With three days left in session, Cuomo and Morelle talk medical marijuana, teacher evaluations
June 17, 2014
Minutes before midnight on Monday, workers in the State Senate’s print shop were asked to make dozens of copies of bill number S-4406—D, better known around the capitol as the Savino/Gottfried Compassionate Care Act.
Better known to almost everyone else as the medical marijuana bill.
The bill incorporated two key changes Governor Andrew Cuomo had pushed for: The health advisory council was gone, as was a provision allowing physicians assistants to prescribe the drug. But the bill still allowed for the ingestion of marijuana by smoking, something the Governor wanted out of the bill. On Tuesday’s Capitol Pressroom radio show, the Governor said that while he remains in discussion with bill sponsors Senator Diane Savino and Assemblyman Richard Gottfried, he will not sign the bill as it’s printed. More telling, the executive won’t present bill language, he said, yet because it’s too early.
“We’re not really at the ‘details level,’ said Cuomo. “This is not a question of language right now, smoking or not smoking you do not need a lot of language to discuss that. I want a provision that if we find that if we have a created a system that poses a public safety risk or public health risk, that we can stop the sale of marijuana. That is not a language question, that is a concept question, and we are at that level.”
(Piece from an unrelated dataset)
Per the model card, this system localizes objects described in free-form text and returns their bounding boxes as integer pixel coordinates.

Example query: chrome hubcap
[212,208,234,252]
On Tuesday afternoon after a meeting with the Governor, Senators Jeff Klein and Diane Savino and Gottfried told reporters they see progress in the negotiations, but would not elaborate.
With the clock ticking toward the end of session, several competing rallies were held at the State Capitol on Tuesday including workers pushing for a higher minimum wage; gender equity groups lobbying for equal pay, and parents and teachers urging the state to move away from the Common Core Standards.
While none of these issues is likely to make any serious legislative headway, Governor Cuomo expressed some hope for a bill that would delink teacher evaluations from Common Core-aligned tests.
“We are at the devil is in the details point in teacher evaluation,” said Cuomo. “We are at ‘language’ with teacher evaluations and we have made good progress, but we are not there. But I am cautiously optimistic on teacher evaluations.”
Less confident in the bill’s progress was Assembly Majority Joe Morelle, D – Rochester. “I think there was more optimism earlier this month that we would get it,” he told Capitol Pressroom host Susan Arbetter Tuesday morning. “I thought the Governor had signaled a willingness to essentially say that if the testing and the Common Core implementation has not been right for students, it is also not right for teachers. We obviously exempted the impact of students earlier this year. But I understand…that there has not been an agreement yet.”
The Governor told the Capitol Pressroom on Tuesday his 3 top end-of-session priorities are medical marijuana, uncoupling teacher assessments from the Common Core and legislation addressing the heroin epidemic.